HSAs are in a unique category. They are very similar to the 401(k) or IRA. You can save your money tax-free and let it grow, tax-free.
But unlike a 401(k) or IRA, you can access that money before retirement without penalty. You can use your tax-free contributions for qualified out-of-pocket medical expenses today.
You are faced with a tough decision, save for tomorrow or spend today. Before we look at how these strategies might fit your lifestyle, let’s review the current HSA market conditions.
HSA Spending vs. Investing
In 2017, HSA accounts holders spent over $22.5 billion dollars on presumed qualified out-of-pocket medical expenses. In fact, only 18% of all HSA assets are in investments as of December 31, 2017.
As you can see the overwhelming majority of HSA users choose to spend their tax-free dollars each year. This isn’t a huge surprise as health insurance premiums and costs continue to rise.
HSA Spending (2017)
82% of all HSA funds were spent in 2017. Wow! These pre-tax funds helped Americans pay for out-of-pocket medical expenses. Fun fact, 86% of all HSA spending is with a debit card.
HSA Investments (2017)
In 2017, HSA investments assets grew by 53% and now total $8.3 billion. In addition, more HSA accounts were left unfunded in 2017 vs. 2016. The percentage of unfunded accounts dropped from 24% to 20%. This increases the opportunity for HSA spenders to become HSA investors in 2018. Little by little more American’s are investing more HSA dollars each year.

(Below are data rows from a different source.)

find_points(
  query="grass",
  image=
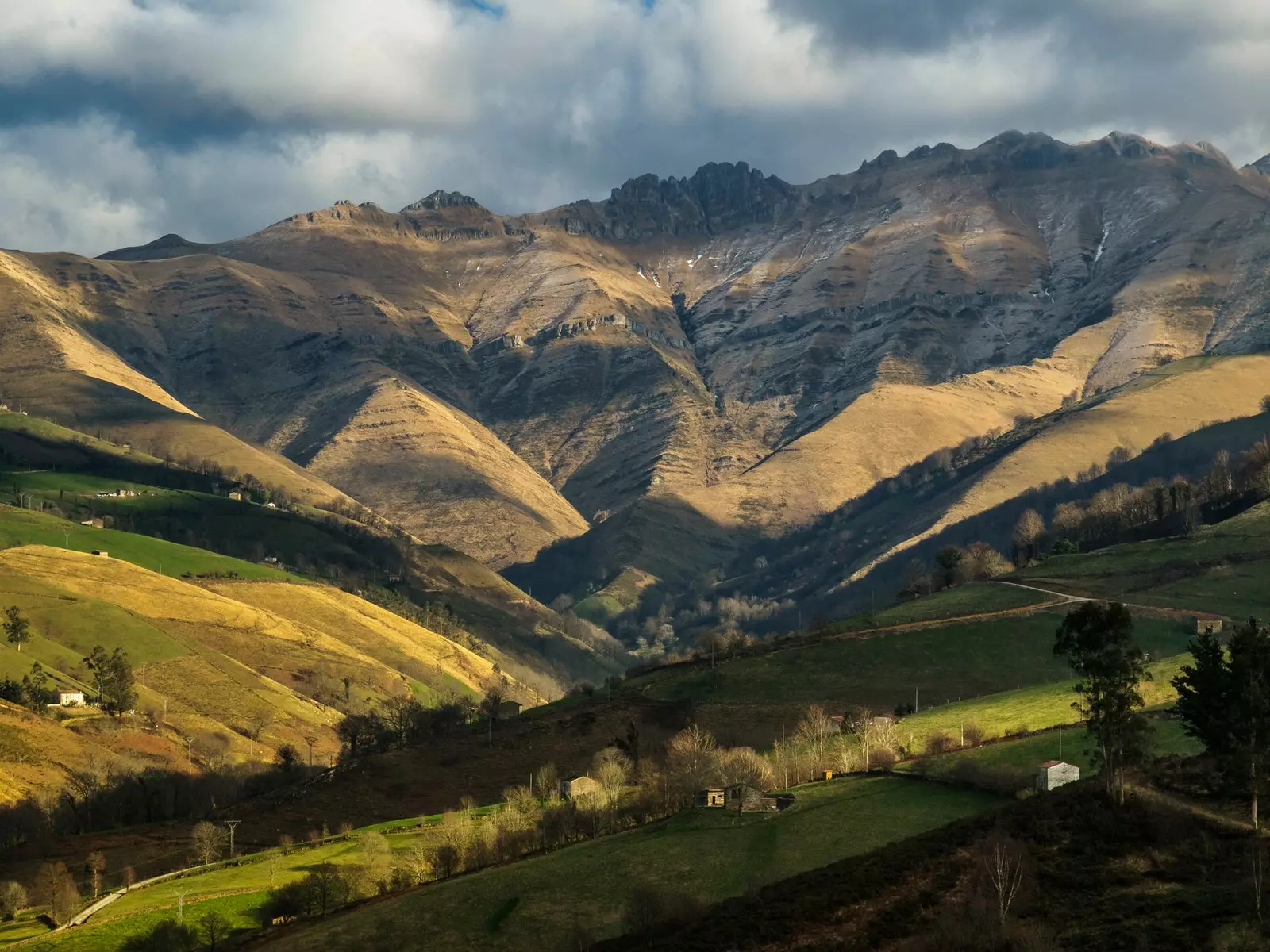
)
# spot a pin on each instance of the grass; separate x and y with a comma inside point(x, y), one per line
point(1032, 708)
point(1222, 569)
point(978, 598)
point(19, 527)
point(533, 904)
point(546, 901)
point(1026, 753)
point(746, 700)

Should You Spend or Invest Your HSA?
This is entirely up to you! Use your HSA (and it’s full features of benefits) in the ways that work best for you. The benefits of an HSA create a unique opportunity to choose your own path in an otherwise stringent and restrictive healthcare space.
Data Source: 2017 Year-End Devenir HSA Research Report
Disclaimer: the content presented in this article are for informational purposes only, and is not, and must not be considered tax, investment, legal, accounting or financial planning advice, nor a recommendation as to a specific course of action. Investors should consult all available information, including fund prospectuses, and consult with appropriate tax, investment, accounting, legal, and accounting professionals, as appropriate, before making any investment or utilizing any financial planning strategy.